We follow Liannis, seer for the goddess Earth after a winter in semi-trance in a cabin in the woods. The goddess Earth leads Merrist, previously seen only as her devoted hired man, to Liannis to call her back to her duties. Earth, as Liannis still has not heeded the recurring dream of a child, takes Liannis into pre-history, showing how the custom of seers never taking a mate happened. With the evolution of society the duties of Earth’s seers must change once again. Merrist is also given the dream. Upon sharing it with Liannis they find that Earth wishes them to join (marry). The child is their destiny. But the people believe that such a union is forbidden and some oppose it. Among these is one of the candidates for lordship of Catania. Lord Gaelen, of Bargia, current ruler, wishes Catania to become independent again, that he wants to relinquish his control over it. Treason, treachery and violence ensue. Earth gives Merrist the gift of healing. Gaelen also wishes to return Lieth to independence. The people are rebuilding after the great quake that destroyed Lieth City. Lady Nairin, under asylum in Bargia, wishes to set up a regency for her son. Can she be trusted? Will the people of Lieth accept the family back? With Merrist in Catania and Liannis in Lieth the couple find themselves facing many of these challenges alone. Even Earth does not always know what will come. Yet these changes must occur. Otherwise Earth, and the world she protects, are in danger.
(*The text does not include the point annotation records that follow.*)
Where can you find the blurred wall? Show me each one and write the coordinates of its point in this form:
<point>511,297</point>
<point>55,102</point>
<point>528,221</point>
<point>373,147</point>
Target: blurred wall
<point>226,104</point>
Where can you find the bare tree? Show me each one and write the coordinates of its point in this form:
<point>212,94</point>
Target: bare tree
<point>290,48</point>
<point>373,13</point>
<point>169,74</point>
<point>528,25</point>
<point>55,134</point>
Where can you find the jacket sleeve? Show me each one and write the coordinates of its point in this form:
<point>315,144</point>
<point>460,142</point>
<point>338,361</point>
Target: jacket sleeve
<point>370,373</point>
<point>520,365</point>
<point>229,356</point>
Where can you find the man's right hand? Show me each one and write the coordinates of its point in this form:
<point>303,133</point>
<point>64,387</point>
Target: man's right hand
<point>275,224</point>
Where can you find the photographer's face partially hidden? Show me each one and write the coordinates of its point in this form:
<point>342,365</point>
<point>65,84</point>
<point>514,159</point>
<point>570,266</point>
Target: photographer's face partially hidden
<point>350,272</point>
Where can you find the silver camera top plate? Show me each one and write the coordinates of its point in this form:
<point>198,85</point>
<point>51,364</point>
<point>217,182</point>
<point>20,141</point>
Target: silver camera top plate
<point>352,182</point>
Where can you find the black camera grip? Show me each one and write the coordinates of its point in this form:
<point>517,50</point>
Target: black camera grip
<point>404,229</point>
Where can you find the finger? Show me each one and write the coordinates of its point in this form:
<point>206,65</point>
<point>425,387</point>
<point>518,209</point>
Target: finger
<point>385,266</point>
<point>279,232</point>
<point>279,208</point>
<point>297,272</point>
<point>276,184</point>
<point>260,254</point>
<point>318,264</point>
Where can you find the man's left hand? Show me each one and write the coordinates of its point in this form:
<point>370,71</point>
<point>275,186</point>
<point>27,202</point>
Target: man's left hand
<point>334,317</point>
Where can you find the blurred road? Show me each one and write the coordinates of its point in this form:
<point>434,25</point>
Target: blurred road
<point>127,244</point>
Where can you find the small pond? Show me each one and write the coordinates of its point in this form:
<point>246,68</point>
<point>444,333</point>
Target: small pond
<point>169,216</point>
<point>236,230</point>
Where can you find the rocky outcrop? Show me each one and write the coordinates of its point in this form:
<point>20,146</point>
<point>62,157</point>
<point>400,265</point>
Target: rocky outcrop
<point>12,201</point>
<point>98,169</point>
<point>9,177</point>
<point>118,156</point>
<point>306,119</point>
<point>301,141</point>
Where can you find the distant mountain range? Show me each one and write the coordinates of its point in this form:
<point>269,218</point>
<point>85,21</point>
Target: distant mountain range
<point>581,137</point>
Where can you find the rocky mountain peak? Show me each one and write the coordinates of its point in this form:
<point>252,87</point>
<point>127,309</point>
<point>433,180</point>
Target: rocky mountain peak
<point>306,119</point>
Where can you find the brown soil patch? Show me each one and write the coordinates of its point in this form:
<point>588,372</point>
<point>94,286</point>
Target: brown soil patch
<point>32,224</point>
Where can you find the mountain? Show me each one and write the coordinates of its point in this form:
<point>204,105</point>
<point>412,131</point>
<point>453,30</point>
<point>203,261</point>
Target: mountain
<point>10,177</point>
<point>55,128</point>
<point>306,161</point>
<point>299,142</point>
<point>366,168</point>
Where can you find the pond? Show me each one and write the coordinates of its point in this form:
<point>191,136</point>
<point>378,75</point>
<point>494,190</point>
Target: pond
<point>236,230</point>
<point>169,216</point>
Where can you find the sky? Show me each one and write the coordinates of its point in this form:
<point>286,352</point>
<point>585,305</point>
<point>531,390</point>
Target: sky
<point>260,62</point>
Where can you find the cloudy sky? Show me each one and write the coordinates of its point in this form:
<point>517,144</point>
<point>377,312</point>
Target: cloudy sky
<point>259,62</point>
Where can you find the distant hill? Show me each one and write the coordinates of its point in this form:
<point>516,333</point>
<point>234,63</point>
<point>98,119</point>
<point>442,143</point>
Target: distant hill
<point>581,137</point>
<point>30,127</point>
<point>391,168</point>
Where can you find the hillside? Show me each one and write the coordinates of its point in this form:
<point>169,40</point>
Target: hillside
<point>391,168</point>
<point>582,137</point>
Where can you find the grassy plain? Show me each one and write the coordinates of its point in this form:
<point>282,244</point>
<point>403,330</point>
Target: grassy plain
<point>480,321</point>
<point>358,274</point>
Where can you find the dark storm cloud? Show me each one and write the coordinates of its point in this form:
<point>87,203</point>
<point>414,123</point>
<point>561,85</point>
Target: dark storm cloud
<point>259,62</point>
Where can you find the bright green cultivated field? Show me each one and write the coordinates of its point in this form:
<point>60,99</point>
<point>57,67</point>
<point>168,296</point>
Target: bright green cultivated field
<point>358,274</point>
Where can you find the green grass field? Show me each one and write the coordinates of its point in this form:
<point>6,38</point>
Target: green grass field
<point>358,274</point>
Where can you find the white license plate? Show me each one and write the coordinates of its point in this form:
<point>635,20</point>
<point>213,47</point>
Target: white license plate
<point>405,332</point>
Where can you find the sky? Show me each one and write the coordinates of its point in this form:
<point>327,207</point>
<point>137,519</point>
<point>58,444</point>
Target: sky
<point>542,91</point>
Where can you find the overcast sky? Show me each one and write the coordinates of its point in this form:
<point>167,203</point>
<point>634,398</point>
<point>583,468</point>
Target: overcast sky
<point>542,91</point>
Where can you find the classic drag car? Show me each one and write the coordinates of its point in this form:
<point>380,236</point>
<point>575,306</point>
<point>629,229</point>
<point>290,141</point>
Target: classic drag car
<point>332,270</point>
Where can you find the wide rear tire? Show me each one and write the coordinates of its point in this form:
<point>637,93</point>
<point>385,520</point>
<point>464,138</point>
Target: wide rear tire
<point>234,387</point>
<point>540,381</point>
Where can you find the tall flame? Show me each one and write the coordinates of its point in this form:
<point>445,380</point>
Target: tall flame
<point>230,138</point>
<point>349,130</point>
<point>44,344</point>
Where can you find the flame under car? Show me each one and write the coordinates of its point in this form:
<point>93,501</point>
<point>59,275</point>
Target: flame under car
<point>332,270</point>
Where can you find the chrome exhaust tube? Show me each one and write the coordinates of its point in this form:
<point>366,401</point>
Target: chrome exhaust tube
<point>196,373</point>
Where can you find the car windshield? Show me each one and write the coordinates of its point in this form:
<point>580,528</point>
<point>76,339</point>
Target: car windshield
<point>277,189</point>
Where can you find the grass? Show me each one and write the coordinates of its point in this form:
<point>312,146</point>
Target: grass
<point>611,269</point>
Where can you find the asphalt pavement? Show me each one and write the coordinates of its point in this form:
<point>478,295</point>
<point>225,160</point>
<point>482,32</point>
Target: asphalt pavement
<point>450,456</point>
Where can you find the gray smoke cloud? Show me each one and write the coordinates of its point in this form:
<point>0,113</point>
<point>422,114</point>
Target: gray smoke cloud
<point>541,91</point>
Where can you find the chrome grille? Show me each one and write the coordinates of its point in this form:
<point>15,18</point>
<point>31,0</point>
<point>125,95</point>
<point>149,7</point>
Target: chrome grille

Yvonne, How did you come up with the title for your book? Does it have any special meaning?
This is the final book in the trilogy. The second, Through Kestrel’s Eyes, foreshadowed the birth of a child with a special destiny. This title continues the theme of never-ending change – the swinging Pendulum of history. The child’s birth marks one of those momentous changes.
Who was your favorite character and why?
I am drawn to Merrist. He faces the greatest challenges, and undergoes the biggest growth as he comes to terms with his destiny. He begins as a hired man and discovers he, and the changes he undergoes, make him far more important than his wildest imagination could have predicted.
Does your book have any underlying theme, message, or moral?
The title Earth’s Pendulum illustrates the swing of history from chaos, to peace and back again. The idea is that we are interdependent with our environment, here shown as the goddess Earth, and that survival depends on change, our adaptations to it, and willingness to live in harmony with it.
What would/could a reader or reviewer say about this book that shows they “get” you as an author?
That the world I created and the characters in it are believable and have depth, that they were drawn into the story, felt I understood my characters, and were left wanting more.
Give us an excerpted quote from your favorite review of this book:
This final book in the series is delightfully full of developments in the beloved characters’ relationships, in the peoples that shaped human society and in the awareness of the connection between Earth and its inhabitants, a concept which I found refreshing and thought-provoking.